Babbage had written an article on a mechanical calculating machine he had invented, which he called the “Difference Engine”. He managed to get money from the government to build a demonstration piece at 1/7th scale. It mainly added and subtracted. In 1833, Ada and her mother were invited to view the prototype just two weeks after their first meeting. Ada understood immediately how the Difference Engine worked and made many visits to Babbage. In 1840, Babbage gave a seminar at the University of Turin about a new improved version of his machine, which could do more complicated things, and he called it an “Analytical Engine”. Ada spent nine months in 1842/3 translating the notes taken in French from the meeting. However, she added notes of her own which were three times longer than the original article. She realised the concept behind the machine made it capable of much more than handling data, but also “processing the data”. In her day, this was revolutionary and visionary. She envisaged that by feeding in Jacquard type punch cards, you could “programme” the machine to perform extremely complicated functions. She explained in great detail that she understood how the new Analytical Engine differed from the Difference Engine. These notes contained the first algorithm or programme intended for a machine rather than a human. Her work then lay dormant for over a hundred years. Ada died of uterine cancer on 27 November 1852 at the age of 36, after a long painful illness from 1851. She took many drugs to relieve her pain, so she would have been more than a little “confused” at the end.

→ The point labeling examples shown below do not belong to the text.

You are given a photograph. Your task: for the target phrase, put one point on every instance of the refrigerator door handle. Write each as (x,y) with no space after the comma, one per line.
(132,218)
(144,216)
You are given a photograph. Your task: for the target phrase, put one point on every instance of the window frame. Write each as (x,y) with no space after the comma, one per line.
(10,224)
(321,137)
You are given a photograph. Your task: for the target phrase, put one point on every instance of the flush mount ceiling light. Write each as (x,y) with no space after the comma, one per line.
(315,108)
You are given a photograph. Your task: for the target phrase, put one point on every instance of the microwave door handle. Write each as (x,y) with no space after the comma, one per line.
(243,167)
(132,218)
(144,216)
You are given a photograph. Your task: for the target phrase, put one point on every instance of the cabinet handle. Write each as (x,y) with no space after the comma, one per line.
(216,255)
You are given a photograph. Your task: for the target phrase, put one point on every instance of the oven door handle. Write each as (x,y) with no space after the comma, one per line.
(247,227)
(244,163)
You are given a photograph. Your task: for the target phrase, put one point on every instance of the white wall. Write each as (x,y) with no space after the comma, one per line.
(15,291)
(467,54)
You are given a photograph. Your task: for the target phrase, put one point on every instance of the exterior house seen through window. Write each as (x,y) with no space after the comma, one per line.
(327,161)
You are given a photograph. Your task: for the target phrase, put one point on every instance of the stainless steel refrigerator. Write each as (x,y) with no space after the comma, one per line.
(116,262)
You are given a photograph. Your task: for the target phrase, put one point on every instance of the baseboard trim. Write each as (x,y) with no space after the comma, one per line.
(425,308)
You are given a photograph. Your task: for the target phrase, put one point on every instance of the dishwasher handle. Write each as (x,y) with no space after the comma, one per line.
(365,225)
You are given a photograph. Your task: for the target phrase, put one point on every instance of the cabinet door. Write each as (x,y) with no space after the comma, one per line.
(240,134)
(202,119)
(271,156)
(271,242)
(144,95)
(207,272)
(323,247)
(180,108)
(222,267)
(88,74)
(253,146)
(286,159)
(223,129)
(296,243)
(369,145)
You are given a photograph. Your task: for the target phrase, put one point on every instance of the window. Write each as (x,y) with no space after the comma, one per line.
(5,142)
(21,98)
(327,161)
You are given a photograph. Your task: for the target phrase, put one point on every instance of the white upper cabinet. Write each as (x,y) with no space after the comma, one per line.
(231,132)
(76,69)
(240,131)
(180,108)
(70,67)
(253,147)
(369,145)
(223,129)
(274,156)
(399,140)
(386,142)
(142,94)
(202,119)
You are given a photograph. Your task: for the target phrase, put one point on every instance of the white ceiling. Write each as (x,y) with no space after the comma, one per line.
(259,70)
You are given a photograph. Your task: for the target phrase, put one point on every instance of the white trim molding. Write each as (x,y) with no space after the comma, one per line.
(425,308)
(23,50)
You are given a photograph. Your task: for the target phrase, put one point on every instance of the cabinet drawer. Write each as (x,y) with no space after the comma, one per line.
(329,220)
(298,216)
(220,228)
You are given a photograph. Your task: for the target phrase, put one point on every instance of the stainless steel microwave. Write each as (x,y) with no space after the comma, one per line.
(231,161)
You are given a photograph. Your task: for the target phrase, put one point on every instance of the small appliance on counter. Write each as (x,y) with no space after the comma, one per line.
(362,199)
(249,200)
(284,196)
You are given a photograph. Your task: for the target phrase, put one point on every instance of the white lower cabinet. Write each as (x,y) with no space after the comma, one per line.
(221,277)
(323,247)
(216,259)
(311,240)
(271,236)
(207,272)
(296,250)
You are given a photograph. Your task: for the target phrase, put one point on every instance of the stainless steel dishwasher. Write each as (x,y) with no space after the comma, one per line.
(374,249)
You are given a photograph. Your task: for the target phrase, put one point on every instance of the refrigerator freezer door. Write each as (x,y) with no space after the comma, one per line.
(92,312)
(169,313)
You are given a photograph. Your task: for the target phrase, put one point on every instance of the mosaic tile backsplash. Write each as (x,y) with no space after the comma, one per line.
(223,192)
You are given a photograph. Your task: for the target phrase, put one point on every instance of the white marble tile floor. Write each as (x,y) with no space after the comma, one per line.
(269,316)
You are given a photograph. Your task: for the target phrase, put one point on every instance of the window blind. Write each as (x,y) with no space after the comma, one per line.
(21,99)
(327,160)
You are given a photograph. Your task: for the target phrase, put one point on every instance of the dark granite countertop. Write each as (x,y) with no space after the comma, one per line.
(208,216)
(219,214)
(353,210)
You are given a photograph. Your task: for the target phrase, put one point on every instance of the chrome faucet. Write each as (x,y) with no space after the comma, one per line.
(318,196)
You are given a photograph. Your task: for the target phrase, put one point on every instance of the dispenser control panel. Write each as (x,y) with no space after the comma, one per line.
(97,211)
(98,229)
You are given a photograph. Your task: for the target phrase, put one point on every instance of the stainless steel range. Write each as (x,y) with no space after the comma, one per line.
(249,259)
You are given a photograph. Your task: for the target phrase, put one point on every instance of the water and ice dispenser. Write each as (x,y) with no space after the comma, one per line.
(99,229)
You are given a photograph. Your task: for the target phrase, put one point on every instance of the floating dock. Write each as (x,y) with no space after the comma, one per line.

There are now several replicas of the Difference Engine (including one in the London Science Museum). Work is now being done on a replica of the vastly more complex Analytical Engine. We know that Alan Turing, of Bletchley Park Enigma Code fame, read her notes during the war. Her notes were re-published in 1953. In 1979, the USA Department of Defence named a new software language “Ada” in her honour. The British Computer Society awarded Ada Lovelace medals and have initiated an annual competition for women students in her name.